At a function organised by the Nepal Institute of International Relations some time back, Gaywali said that the agreement was a legacy of the past. The Nepalese Foreign Minister’s observation is being seen as a fresh irritant in already strained relationship between New Delhi and Kathmandu.
The Ministry of External Affairs (MEA) is said to be in the firefighting mode after this development. This is yet another issue to be addressed by the Indian diplomats who are already grappling with the boundary row raked up by Nepali in the past.
What is important here is that India currently has approximately 35,000 Nepali citizens serving in seven regiments. Sources say that some of these Nepalese are deployed along India’s sensitive borders with China and Pakistan.
Sources told The Daily Guardian External Affairs Minister S. Jaishankar will have this issue as a key agenda in the meeting with his Nepalese counterpart in October this year. The ‘joint commission’ meeting at the level of foreign ministers is likely to be held in October, and MEA officials in consultation with their counterparts in Kathmandu are finalising dates for the same, sources said.
Before this meeting, Nepal is learnt to be pushing for a parley between foreign secretaries of both the countries for the discussion on Kalapani and other related boundary disputes, sources added.
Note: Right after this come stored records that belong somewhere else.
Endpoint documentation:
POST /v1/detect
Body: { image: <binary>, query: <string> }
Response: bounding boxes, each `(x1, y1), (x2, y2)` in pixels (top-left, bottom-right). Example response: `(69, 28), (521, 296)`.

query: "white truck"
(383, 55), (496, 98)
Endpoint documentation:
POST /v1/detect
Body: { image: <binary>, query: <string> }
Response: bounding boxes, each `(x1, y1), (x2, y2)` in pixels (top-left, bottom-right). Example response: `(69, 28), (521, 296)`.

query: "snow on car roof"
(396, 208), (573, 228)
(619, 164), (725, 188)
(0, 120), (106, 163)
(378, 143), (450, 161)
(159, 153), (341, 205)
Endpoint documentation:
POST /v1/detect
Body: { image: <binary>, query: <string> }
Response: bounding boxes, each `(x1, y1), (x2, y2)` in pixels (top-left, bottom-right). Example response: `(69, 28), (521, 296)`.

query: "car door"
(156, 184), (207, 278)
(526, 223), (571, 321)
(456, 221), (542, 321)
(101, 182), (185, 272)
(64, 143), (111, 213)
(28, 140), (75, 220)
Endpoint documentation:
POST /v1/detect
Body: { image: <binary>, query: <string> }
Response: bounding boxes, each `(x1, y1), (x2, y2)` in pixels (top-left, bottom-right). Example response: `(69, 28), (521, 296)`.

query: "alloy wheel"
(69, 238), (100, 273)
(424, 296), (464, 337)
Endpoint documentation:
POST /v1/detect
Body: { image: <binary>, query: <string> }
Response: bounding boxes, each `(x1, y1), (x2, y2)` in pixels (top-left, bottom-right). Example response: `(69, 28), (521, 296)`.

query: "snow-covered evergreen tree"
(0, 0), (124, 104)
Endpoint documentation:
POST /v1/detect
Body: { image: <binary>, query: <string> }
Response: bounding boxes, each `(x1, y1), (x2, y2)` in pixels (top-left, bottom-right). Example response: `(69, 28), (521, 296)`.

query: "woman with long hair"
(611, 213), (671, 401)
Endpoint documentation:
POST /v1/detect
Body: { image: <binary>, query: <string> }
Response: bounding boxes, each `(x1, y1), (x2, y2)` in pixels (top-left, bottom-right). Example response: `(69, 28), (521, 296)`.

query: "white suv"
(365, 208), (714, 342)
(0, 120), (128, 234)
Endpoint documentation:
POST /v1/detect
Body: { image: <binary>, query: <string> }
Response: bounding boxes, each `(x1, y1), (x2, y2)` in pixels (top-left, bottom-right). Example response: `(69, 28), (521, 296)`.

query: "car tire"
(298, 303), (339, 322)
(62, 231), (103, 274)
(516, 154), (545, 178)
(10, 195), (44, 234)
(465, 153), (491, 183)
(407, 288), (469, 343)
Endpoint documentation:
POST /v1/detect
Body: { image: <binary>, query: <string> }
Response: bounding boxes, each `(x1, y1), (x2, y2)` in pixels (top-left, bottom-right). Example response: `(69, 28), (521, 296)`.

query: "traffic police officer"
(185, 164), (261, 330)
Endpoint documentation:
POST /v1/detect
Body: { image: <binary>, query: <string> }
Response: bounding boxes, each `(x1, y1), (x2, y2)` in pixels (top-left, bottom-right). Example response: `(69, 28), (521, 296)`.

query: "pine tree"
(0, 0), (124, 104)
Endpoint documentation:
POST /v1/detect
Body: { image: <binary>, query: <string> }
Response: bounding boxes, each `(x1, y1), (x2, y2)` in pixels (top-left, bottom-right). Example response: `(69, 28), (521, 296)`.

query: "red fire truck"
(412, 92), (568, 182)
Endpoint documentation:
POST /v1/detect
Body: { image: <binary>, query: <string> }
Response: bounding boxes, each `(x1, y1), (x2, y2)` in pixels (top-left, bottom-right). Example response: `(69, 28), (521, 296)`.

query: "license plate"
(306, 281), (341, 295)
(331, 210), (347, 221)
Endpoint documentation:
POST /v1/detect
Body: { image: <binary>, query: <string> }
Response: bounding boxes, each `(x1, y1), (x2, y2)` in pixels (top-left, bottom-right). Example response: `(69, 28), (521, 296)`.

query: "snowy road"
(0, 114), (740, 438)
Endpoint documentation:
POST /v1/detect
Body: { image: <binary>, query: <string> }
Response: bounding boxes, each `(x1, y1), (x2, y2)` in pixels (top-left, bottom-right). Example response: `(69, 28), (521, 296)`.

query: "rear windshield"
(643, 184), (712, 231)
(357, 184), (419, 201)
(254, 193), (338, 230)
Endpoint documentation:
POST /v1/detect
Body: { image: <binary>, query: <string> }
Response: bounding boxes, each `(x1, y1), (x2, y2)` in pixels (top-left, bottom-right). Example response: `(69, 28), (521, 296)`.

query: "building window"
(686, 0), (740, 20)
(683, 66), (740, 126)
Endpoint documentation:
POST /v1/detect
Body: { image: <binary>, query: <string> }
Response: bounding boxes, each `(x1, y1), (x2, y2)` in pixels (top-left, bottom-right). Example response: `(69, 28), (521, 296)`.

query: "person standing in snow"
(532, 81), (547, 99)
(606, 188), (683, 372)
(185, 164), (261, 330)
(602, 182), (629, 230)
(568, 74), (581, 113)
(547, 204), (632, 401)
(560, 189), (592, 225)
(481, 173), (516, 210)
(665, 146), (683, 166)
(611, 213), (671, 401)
The last joint commission meeting between foreign ministers of India and Nepal had taken place in August 2019.
MEA top sources informed that the need to hold the joint commission meeting was discussed when Nepali Prime Minister K.P.S. Oli had a telephonic conversation with Prime Minister Narendra Modi on 15 August. It was decided that a meeting between foreign ministers should be held as soon as possible.
Sources told TDG that key issues, which are important from the point of view of bilateral relations between India and Nepal, are to be discussed. Indian side wants to settle the disputed issues, including the boundary row, once and for all during this meeting.
The Nepali foreign minister’s controversial statement regarding Gorkha’s recruitment in Indian army will also be taken up during the meeting, an official said. “This is a big issue that could put more strain on the ties between Kathmandu and New Delhi, with Beijing waiting in wings to derive some mileage out of it,” a diplomat said.
At the same time, Prime Minister’s Office (PMO) has not yet given a green-signal for the discussion on Kalapani issue. According to sources, Nepal has unilaterally changed its political map and sought to include around 335 sq km of disputed territory within its boundary.
India does not, therefore, want to give importance to Nepal’s attempts by allowing this to be on the table of dialogues at such a high-level consultation. Meanwhile, a meeting of Boundary Working Group (BWG) is also on the cards in which technical issues related to boundary row may be discussed. India has outright rejected the Nepales claim to Kalapani, Lipulekh and Limpiyadhura, saying that it will not accept such “artificial enlargement” of territory.
Meanwhile, Nepalese FM’s statement about Gorkhas’ recruitment in Indian army has stirred up a hornet’s nest. MEA officials are on the edge and want to calm the nerves in Nepal on this issue. China’s conspiracy in this can also be not ruled out, added the sources. The Indian Army recruits about 1,300 Gurkha youths every year.
MEA officials have learnt that Kathmandu wants to renegotiate the pact and replace it with individual treaties with each country. “We should define the presence of the government of Nepal in the recruitment process,” Gyawali has said.